Saturday, April 06, 2013

Apache Lucene - Brief Concept & Code Snippet

Searching ... a simple concept with a complex algorithms. That's how I see it. Always fascinated by the complexity and wanted to implement and use some sort of basic algorithms.
So I end using Apache's Lucene library to for search functionality. In this post I will walk through on some basic terminology/concept of this library along with small code snippets to initialize and make use of this library.

Lucene - it is text based search library. To built up an index source information could be anything a database, file system or web sites. You can feed in info from any source you like to index.

Data is indexed by Lucene using "Inverted Indexing" technique. That means it will "retrieves the pages related to a keyword instead of searching a pages for a keyword".

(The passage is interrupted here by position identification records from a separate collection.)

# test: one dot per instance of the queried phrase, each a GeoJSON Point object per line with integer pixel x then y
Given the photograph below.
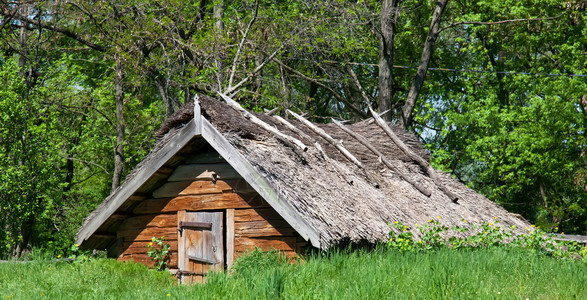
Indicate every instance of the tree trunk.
{"type": "Point", "coordinates": [218, 15]}
{"type": "Point", "coordinates": [424, 62]}
{"type": "Point", "coordinates": [119, 98]}
{"type": "Point", "coordinates": [386, 40]}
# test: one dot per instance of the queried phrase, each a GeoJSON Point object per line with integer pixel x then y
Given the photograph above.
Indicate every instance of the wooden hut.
{"type": "Point", "coordinates": [221, 181]}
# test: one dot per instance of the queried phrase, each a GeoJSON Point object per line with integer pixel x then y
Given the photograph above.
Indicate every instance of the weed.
{"type": "Point", "coordinates": [158, 251]}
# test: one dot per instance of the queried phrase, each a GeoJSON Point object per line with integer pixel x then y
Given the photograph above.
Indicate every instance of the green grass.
{"type": "Point", "coordinates": [444, 274]}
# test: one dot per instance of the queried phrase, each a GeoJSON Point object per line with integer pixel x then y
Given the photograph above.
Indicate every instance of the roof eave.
{"type": "Point", "coordinates": [258, 182]}
{"type": "Point", "coordinates": [182, 138]}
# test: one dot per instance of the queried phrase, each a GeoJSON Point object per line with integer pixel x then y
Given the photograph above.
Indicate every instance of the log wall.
{"type": "Point", "coordinates": [206, 183]}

On Apache's website there are below two things are available for downloads
  • Lucene - It is an engine which can be used by programmers to customize searches.
  • Solr - It's a war file can be used by non-programmers. It can be directly deployed on tomcat, jetty or any web server.
Lucene Concepts
  • Document - It is unit of search/index. Just like a row when we fire sql queries.
  • Fields - A document is consist of one of more fields. Columns in a row.
  • Searching - It is done using "QueryParser" class
  • Queries - It has its own mini language. It does have ability to add weightage to fields, known as boosting.
  • Building Indexes - To build index lucene needs a directory on file system where information can be stored. While indexing records, we need to specify 
    • what all fields needs to be stored and 
    • what all fields needs to be indexed.
  • Directory - FSDirectory is the abstract class which points to the index directory. It has direct sub-classes. I have listed down below.
    • It is recommended to let lucene pick up implementation class based on environment.
    • SimpleFSDirectory - Poor for concurrent performace
    • NIOFSDirectory - Poor choice for windows
    • MMapDirectory - It has some issue with JRE bug.
    • RAMDirectory - It cannot handle huge indexes.
    • There are few more implementation classes provided by lucene which can be easily located in java docs provided by lucene
Coming to to coding part.
  • Index Directory
File idxFile = new File(INDEX_DIR); //e.g. /work/index/
Directory idxDir = FSDirectory.open(idxFile);
  • Prepare Analyzer
Map<String, Analyzer> map = new HashMap<String, Analyzer>(): //key, Analyzer pair
map.put(FILE_NAME, new StandardAnalyzer(Version.LUCENE_36));
Analyzer analyzer = new PerFieldAnalyzerWrapper(new StandardAnalyzer(Version.LUCENE_36), map);
  • Index Writer Configuration
Config = new IndexWriterConfig(Version.LUCENE_36, analyzer);
  • Index Writer
new IndexWriter(idxDir, config);
Before we go further let's take quick peek on Analyzer.
  • It builds up token streams.
  • A policy for extracting index terms from text.
  • Subclasses
    • PerFieldAnalyzerWrapper
    • ReusableAnalyzerBase
      • PatternAnalyzer
      • KeywordAnalyzer
      • PatternAnalyzer
Moving forward with code snippets to 
  • Create documents to be stored in index.
Field fPath = new Field(FULL_PATH, path, Field.Store.YES , Field.Index.toIndex(true, true, false));
document.add(fPath); // Add a field to document. Keep on multiple fields that needs to be stored.
  • Add document to index
indexWriter.addDocument(document);
Fine tune above process to build index. Once indexes ready, lets gear up for searching...
  • Initialize index directory
IndexReader ir = IndexReader.open(idxDir);
IndexSearcher searcher = new IndexSearcher(ir);
  • Prepare fields analyzers
Map map = new HashMap();
map.put(FILE_NAME, new StandardAnalyzer(Version.LUCENE_36));
Analyzer analyzer = new PerFieldAnalyzerWrapper(new StandardAnalyzer(Version.LUCENE_36), map);
  • Query Parser
QueryParser qp = new MultiFieldQueryParser(Version.LUCENE_36, new String[]{FILE_NAME, TITLE, ALBUM, ARTIST}, analyzer);// FILE_NAME, TITLE, ALBUM, ARTIST are the fields of Document used in my example
Query query = qp.parse(srchText); //pass in the search keyword
TopDocs res = searcher.search(query, 10);
  • Iterate through results
for(ScoreDoc sc:res.scoreDocs) {
Document doc = searcher.doc(sc.doc);
sc.doc //Gives Document ID
doc.getFieldable(FILE_NAME).stringValue(); // Read Field Value
}
Hope this helps implementation get rolling quickly. 
Thanks !!!